The stagecoach driver's friend did shoot at Black Bart, but he
Black Bart spent at least a half-hour opening the Wells Fargo
strongbox with an ax. When his hand started bleeding, he wrapped it
in a handkerchief. It was this handkerchief -- with a laundry mark
that read "F.X.O.7" -- that turned out to be the piece of evidence
that ended his career. He ended up walking and running more than 100
miles through the mountains to get to Sacramento.
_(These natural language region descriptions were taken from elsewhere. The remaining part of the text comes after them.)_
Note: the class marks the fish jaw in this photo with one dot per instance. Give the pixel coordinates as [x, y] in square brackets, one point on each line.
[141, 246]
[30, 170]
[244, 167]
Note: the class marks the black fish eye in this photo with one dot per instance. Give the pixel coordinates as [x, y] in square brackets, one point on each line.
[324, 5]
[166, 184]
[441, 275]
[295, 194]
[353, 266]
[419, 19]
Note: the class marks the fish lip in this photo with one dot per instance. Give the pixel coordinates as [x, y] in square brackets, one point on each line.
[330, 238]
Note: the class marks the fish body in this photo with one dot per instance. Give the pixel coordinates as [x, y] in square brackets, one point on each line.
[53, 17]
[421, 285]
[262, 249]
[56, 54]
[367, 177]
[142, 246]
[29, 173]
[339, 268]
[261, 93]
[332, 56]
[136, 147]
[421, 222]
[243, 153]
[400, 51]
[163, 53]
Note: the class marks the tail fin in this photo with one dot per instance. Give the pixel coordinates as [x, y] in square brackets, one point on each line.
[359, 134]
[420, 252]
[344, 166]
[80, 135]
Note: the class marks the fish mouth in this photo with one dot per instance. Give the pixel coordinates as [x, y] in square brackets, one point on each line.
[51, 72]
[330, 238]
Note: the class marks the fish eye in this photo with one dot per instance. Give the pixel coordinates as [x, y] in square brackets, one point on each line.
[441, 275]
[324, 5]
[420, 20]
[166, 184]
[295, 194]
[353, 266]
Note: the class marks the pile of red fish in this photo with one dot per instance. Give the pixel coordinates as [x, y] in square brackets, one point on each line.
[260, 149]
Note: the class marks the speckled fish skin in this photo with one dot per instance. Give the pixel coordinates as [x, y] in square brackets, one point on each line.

He arrived in San
Francisco soon after that.
Investigator Harry Morse, who was hired by Wells Fargo for the
sole purpose of catching Black Bart, began calling on San
Francisco's 91 laundries, showing the F.X.O.7 handkerchief to each
one. About a week later, they had their man.
In the end, Charles Boles, aka Black Bart, served 4 1/2 years of
a six-year sentence in San Quentin prison.
There's one other thing that you might not have known about Black
Bart, the robber poet who became a notorious outlaw in the Old West.
He never once fired a shot at any of his victims. It would have been
impossible for him to do so, because he never loaded his gun!